LOS ANGELES -- Until he died in 2009, Michael Jackson was fiercely protective of his children (save for that one balcony-dangling incident). He covered their faces when they went out with him so they might enjoy the kind of normal childhood he missed out on as a member of the Jackson 5.
But Prince, Paris and Blanket Jackson stepped onto a world stage without masks when they appeared at the King of Pop's public memorial. Paris, then just 11, delivered the most poignant words of the star-studded service when she tentatively took the microphone and said, "Daddy has been the best father you could ever imagine."
Since Jackson's death, Paris has become the most visible of his children, granting interviews to Oprah Winfrey and Ellen DeGeneres, appearing in magazine articles and amassing more than a million followers on Twitter. She has also expressed interest in starting a singing career and has plans to star in a movie. But on Wednesday, Paris became a trending tabloid topic all too familiar for the Jackson family after she was rushed to a hospital for unspecified reasons.
All fire and sheriff's officials would say is that they transported someone from a home on Paris' suburban Calabasas street in the middle of the night for a possible overdose. They did not release any identifying information or additional details.
The Jackson family would say even less about what happened.
"Being a sensitive 15-year-old is difficult no matter who you are," Jackson's mother's attorney, Perry Sanders Jr., said in a statement Wednesday. "It is especially difficult when you lose the person closest to you. Paris is physically fine and is getting appropriate medical attention. Please respect her privacy and the family's privacy."
Sanders declined further comment on the teenager's condition or the circumstances that led to her hospitalization.
Yet on Tuesday, Paris hinted at her state of mind on Twitter, posting, "I wonder why tears are salty?" followed by lyrics from the Beatles' song "Yesterday": "yesterday, all my troubles seemed so far away now it looks as though they're here to stay."

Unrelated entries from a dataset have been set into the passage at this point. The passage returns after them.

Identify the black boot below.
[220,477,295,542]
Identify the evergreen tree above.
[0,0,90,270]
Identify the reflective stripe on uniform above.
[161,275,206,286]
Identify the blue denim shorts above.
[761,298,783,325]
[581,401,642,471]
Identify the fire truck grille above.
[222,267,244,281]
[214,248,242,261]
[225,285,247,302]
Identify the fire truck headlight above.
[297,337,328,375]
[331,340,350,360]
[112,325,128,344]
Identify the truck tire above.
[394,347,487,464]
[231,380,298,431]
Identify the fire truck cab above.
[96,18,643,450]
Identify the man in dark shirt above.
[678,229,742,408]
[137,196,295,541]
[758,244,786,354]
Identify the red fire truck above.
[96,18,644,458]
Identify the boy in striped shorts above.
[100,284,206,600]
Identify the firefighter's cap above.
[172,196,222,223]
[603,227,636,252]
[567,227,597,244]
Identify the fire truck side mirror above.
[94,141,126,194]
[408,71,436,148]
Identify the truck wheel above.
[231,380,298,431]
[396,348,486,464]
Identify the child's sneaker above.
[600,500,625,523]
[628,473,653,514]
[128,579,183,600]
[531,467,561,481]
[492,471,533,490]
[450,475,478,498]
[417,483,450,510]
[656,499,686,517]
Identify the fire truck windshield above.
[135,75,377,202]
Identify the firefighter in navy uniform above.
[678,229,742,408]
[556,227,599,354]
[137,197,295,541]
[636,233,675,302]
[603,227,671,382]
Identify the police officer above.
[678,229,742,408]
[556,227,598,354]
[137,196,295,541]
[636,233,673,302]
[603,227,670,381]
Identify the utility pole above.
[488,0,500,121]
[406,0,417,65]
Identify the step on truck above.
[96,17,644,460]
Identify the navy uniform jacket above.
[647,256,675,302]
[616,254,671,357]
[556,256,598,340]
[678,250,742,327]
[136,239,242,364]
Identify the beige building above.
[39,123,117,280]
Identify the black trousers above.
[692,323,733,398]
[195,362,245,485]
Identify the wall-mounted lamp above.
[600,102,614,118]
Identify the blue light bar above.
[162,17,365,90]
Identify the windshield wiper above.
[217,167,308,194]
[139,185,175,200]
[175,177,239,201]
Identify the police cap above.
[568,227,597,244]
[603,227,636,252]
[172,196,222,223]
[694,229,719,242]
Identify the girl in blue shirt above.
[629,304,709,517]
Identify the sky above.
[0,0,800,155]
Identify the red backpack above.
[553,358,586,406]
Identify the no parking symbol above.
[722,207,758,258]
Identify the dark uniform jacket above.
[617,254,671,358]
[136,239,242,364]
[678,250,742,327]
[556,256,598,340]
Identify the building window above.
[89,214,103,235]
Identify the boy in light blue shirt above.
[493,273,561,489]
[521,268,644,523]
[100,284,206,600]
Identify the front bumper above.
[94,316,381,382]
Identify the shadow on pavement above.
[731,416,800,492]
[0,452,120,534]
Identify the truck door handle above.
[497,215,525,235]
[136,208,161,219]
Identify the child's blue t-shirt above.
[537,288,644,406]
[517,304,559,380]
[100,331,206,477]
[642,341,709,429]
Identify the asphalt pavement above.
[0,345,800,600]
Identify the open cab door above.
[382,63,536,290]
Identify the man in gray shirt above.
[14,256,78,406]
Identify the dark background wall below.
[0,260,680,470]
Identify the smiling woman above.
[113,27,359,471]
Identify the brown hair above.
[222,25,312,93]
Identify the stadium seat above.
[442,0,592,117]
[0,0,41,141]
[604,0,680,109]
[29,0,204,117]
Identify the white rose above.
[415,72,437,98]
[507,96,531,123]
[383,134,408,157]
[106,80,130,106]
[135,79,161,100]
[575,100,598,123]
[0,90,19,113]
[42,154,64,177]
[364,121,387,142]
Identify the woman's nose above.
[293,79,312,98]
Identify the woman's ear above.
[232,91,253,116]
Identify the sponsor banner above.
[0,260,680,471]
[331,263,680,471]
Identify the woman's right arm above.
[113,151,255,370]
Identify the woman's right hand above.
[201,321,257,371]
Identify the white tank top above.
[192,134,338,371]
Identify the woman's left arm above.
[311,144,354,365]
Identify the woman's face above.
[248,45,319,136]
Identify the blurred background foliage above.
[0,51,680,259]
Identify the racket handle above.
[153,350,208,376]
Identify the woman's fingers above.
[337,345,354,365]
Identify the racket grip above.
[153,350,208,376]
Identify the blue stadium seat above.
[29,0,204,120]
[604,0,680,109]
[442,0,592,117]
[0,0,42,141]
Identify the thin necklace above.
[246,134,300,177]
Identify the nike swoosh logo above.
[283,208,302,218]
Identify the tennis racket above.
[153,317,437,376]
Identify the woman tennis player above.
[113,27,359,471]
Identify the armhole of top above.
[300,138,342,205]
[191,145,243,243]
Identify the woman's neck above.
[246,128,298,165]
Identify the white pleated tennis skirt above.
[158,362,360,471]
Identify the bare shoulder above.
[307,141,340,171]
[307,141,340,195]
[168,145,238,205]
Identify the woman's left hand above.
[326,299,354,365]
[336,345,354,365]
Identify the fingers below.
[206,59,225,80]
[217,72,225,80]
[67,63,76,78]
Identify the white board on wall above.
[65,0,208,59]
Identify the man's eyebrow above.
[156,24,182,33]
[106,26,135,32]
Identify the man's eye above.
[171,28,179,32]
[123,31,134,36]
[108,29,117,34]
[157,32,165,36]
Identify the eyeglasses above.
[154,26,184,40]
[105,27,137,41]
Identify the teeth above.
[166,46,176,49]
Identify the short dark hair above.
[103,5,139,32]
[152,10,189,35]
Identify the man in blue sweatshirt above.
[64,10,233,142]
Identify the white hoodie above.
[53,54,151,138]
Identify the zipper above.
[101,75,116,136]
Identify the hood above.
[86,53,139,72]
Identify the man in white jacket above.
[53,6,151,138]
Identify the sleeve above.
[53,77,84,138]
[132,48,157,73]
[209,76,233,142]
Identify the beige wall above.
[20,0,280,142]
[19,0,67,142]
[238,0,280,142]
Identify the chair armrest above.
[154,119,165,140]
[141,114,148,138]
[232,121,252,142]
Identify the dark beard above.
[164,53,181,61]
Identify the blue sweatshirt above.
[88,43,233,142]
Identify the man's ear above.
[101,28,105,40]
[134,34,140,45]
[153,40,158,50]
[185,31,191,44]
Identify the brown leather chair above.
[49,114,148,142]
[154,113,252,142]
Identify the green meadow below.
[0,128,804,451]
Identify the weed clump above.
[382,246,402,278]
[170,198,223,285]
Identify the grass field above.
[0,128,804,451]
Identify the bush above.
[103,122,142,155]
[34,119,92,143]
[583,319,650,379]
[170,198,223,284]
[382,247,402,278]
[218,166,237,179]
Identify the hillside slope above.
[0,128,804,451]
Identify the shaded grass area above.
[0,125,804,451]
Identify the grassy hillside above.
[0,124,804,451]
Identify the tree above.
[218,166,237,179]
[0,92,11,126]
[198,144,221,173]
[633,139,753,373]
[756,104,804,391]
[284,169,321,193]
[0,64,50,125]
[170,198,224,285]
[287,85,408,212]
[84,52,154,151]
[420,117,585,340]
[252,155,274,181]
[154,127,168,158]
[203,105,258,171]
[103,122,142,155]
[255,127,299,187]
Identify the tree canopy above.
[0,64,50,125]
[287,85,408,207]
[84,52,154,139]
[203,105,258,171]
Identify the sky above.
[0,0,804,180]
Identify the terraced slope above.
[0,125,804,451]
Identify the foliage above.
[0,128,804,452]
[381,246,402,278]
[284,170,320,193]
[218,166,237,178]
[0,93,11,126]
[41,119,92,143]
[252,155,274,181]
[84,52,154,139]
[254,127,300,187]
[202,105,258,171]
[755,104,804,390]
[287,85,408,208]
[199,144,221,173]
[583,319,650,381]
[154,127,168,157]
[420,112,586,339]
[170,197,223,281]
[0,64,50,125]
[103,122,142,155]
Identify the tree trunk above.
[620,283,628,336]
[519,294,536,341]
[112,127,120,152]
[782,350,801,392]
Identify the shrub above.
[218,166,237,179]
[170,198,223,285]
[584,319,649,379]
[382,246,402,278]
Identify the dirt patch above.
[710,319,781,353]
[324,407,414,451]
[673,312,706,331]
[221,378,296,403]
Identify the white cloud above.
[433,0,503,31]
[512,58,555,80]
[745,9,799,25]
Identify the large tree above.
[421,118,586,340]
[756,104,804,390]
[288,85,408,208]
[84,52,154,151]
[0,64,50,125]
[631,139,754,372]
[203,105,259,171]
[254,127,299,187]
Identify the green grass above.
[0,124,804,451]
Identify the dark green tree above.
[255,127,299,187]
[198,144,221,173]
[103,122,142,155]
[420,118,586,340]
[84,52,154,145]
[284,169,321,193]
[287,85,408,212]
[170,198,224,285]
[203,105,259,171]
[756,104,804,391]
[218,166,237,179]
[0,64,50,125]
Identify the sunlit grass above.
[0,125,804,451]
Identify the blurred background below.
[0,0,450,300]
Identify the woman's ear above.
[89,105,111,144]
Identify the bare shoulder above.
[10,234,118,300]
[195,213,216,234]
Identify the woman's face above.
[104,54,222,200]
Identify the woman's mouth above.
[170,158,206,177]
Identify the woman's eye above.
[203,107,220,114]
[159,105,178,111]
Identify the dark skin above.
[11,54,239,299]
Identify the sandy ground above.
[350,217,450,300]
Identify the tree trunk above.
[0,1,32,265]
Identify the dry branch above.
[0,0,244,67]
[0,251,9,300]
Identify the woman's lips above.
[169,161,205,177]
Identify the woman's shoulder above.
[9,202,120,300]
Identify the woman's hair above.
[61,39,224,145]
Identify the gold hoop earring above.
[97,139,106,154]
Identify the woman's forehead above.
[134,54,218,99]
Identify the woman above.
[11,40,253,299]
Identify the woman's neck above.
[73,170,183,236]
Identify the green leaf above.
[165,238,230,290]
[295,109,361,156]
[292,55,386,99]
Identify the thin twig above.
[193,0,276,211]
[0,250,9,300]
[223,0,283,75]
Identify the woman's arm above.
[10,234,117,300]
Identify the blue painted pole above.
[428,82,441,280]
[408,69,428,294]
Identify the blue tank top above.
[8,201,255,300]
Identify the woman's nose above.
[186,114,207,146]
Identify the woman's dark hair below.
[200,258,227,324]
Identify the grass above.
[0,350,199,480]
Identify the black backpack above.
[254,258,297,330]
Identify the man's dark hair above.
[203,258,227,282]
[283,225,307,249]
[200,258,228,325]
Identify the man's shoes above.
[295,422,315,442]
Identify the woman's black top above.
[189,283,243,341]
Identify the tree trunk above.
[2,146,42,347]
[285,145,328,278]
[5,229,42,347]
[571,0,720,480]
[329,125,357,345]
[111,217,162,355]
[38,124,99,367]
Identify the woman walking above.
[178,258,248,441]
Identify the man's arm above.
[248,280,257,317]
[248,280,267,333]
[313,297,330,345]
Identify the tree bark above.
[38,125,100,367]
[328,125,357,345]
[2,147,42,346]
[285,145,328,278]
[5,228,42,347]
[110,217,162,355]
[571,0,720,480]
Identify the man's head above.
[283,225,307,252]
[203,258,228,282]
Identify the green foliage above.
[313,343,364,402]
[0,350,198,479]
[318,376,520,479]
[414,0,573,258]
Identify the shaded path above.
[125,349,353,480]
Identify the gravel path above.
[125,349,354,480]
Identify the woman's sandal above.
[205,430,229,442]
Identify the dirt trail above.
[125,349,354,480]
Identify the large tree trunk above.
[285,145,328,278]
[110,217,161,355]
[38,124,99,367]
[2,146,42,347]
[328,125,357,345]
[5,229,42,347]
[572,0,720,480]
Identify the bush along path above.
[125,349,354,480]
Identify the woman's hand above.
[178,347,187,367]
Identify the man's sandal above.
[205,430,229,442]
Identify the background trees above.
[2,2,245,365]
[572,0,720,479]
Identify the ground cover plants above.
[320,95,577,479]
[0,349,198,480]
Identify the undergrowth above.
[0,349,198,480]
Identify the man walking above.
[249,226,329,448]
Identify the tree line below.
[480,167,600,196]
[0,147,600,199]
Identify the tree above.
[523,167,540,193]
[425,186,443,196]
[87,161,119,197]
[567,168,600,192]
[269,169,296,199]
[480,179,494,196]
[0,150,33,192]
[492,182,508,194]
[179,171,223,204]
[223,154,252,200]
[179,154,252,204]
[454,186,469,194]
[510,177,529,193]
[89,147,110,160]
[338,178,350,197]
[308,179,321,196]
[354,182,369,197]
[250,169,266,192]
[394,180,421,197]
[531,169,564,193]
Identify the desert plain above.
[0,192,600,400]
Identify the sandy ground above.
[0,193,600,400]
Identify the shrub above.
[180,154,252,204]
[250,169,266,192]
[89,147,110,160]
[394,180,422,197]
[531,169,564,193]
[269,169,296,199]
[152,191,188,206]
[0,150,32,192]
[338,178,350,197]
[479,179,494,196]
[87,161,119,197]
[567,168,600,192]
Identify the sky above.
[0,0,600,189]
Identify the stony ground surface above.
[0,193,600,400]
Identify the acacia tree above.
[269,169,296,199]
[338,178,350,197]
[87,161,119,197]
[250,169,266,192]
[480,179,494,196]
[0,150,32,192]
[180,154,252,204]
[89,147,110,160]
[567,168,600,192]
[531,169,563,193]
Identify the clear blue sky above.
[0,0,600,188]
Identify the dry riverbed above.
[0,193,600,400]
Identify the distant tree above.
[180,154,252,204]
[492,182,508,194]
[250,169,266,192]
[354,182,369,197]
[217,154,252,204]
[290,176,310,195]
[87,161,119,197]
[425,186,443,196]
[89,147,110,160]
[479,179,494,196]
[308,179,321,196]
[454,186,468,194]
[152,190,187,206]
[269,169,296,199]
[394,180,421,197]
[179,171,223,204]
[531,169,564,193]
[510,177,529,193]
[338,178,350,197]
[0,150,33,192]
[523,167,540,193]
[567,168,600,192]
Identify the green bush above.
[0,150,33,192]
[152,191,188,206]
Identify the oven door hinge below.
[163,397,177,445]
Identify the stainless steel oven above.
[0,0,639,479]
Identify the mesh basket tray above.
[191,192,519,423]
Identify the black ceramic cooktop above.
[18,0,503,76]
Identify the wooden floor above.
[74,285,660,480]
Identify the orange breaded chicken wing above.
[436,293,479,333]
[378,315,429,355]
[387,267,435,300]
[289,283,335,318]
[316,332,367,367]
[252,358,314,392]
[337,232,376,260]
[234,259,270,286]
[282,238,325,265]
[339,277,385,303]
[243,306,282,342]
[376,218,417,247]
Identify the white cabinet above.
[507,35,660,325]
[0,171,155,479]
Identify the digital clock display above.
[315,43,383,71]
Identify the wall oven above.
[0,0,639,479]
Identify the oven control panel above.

A 20-minute video of the teen applying makeup was posted to YouTube last week. It shows Jackson in what she describes as her bedroom playfully demonstrating how she does her eye makeup. She receives and replies to several texts on her phone while offering cosmetics instruction. She also reveals that she watches the film "Tangled" three times a week and, as a child, fantasized about marrying a cowboy.
She also makes goofy faces and says, "I need serious help. I'm crazy!"
Paris wrote on Twitter that she doesn't know how the video, in which she repeatedly asserts, "I am so weird," ended up on YouTube.
"I hope you guys liked it tho and didn't think i'm too crazy," she wrote. "i get weird when i'm not around people lol."
Katherine Jackson shares guardianship of her son's three children with the singer's nephew, TJ Jackson.
Messages left for TJ Jackson's attorney were not returned.
"We appreciate everyone's thoughts for Paris at this time and their respect for the family's privacy," said a statement from Eric George, an attorney for Debbie Rowe, Paris' biological mother.
In recent months, she has reconnected with Rowe, with whom she has had little contact for most of her life.
Paris' uncles Tito, Marlon and Jackie echoed that sentiment in their statement Wednesday: "Thank you for the outpouring of concern and support for Paris -- she is safe and doing fine. We truly appreciate you respecting our family's privacy at this time."
The children are listed as plaintiffs in a lawsuit filed by their grandmother against concert giant AEG Live LLC, who she claims is responsible for her son's death. Katherine Jackson's lawsuit claims AEG failed to properly investigate the doctor convicted of causing the singer's death, and pushed the superstar to rehearse and perform a planned series of 50 comeback shows titled "This Is It."
Paris and Prince are listed as potential witnesses in the case, which is in its sixth week of trial.
Marvin S. Putnam, a defense attorney for AEG Live, said Paris and Prince Jackson were deposed in the case because they are named plaintiffs and may be called to testify. He said Paris Jackson's testimony was not a "grilling" but urged privacy for her and her family.
"There's a real person involved here," Putnam said. "There's a 15-year-old girl and something incredibly tragic has happened that none of us know why and I think it would really be in everyone's best interest and particularly in her best interest if rather than blowing this up into something else, that they were given a little bit of privacy to deal with something that has to be a tragic, tragic moment for all of them."
"She's 15," he said. "Someone should give her a break."